"In a greater hurry!" he repeats, in an accent of acute surprise. "Why, child, what are you talking about? Since we landed, I have neither slept nor eaten. I drove straight across London, and have been in the train ever since."

"But—between—this—and the—station?" suggest I, slowly, having taken hold of one of the buttons of his coat; the very one that in former difficulties I used always to resort to.

"You mean about my walking up?" he says readily, and without the slightest trace of guilty consciousness, indeed with a distinct and open look of pleasure; "but, my darling, how could I tell how long she would keep me? poor little woman!" (beginning to laugh and to put back the hair from his tanned forehead). "I am afraid I did not bless her when I saw her standing at her gate! I had half a mind to ask her whether another time would not do as well, but she looked so eager to hear about her husband—you know I have been seeing him at St. Thomas—such a wistful little face—and I knew that she could not keep me more than ten minutes; and, altogether when I thought of her loneliness and my own luck—"

He breaks off.

"Are you so sure she is lonely?" I say, with an innocent air of asking for information, and still working hard at the button; "are people always lonely when their husbands are away?"

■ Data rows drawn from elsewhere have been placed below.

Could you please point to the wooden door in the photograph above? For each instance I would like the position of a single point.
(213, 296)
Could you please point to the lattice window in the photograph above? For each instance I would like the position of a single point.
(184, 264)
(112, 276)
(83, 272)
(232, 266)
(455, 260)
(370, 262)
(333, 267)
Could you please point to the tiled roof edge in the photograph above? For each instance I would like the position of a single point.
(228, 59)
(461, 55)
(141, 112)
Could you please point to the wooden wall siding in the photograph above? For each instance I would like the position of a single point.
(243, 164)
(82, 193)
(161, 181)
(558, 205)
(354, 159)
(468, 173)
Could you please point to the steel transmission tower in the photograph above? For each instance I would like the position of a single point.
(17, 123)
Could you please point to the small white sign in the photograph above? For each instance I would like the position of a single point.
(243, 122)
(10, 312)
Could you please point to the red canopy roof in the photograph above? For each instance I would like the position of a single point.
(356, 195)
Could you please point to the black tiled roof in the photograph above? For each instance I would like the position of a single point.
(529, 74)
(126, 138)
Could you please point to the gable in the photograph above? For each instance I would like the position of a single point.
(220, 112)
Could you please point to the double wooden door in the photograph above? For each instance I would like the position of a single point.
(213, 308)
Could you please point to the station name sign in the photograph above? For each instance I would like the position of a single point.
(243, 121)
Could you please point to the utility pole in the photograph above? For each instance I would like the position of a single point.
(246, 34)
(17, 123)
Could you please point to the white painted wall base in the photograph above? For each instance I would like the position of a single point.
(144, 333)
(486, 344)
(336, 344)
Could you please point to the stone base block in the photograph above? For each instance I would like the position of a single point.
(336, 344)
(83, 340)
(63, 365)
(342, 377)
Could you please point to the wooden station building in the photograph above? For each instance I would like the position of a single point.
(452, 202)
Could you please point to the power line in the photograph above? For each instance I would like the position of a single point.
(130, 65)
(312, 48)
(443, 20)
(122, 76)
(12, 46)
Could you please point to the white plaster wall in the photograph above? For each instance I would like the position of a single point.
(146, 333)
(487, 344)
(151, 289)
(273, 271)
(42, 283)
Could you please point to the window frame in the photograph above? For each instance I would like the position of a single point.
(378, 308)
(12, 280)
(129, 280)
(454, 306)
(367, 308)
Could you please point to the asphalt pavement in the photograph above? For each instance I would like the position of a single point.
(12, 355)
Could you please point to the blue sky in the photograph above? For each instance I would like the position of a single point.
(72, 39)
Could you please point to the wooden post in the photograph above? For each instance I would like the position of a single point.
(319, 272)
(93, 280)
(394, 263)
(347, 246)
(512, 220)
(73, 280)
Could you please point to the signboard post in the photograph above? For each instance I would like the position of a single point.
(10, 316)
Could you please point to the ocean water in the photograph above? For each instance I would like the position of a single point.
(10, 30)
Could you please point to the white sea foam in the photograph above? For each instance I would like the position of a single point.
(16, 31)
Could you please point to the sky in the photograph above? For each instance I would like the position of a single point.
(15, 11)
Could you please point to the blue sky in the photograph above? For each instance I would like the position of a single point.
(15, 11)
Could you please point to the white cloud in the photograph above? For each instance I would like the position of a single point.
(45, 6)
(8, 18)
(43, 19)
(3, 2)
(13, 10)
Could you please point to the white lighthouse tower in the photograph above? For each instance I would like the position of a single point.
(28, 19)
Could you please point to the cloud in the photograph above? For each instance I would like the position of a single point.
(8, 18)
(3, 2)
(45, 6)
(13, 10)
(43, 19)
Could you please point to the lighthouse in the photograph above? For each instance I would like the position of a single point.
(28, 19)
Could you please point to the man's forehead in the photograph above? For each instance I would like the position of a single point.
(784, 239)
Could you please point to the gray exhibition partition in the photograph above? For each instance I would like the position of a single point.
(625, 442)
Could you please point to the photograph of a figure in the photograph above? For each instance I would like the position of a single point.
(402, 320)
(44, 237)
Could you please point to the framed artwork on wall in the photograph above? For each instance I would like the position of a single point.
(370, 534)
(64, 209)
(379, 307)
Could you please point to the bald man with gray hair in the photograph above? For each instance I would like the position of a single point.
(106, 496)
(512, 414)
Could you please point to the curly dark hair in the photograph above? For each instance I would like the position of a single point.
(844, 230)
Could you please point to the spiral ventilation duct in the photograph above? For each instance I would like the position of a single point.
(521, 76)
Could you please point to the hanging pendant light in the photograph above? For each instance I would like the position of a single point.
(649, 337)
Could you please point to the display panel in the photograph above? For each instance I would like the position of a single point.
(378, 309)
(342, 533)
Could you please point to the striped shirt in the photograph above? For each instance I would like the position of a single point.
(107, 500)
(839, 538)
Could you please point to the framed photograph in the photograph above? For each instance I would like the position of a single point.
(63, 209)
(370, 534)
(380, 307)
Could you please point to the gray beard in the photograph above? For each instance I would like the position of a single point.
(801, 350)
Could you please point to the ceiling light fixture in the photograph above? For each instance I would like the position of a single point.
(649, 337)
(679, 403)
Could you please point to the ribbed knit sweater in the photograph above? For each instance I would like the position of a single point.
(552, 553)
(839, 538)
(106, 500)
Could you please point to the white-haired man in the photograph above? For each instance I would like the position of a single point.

He looks at me strangely for a moment; then, "Of course she is lonely, poor little thing!" he says, warmly; "how could she help it?"

A slight pause.

"Most men," say I, jealously, "would not have thought it a hardship to walk up and down between the laurustinus with Mrs. Zéphine, I can tell you!"

"Would not they?" he answers, indifferently. "I dare say not! she always was a good little thing!"

"Excellent!" reply I, with a nasty dryness, "bland, passionate, and deeply religious!"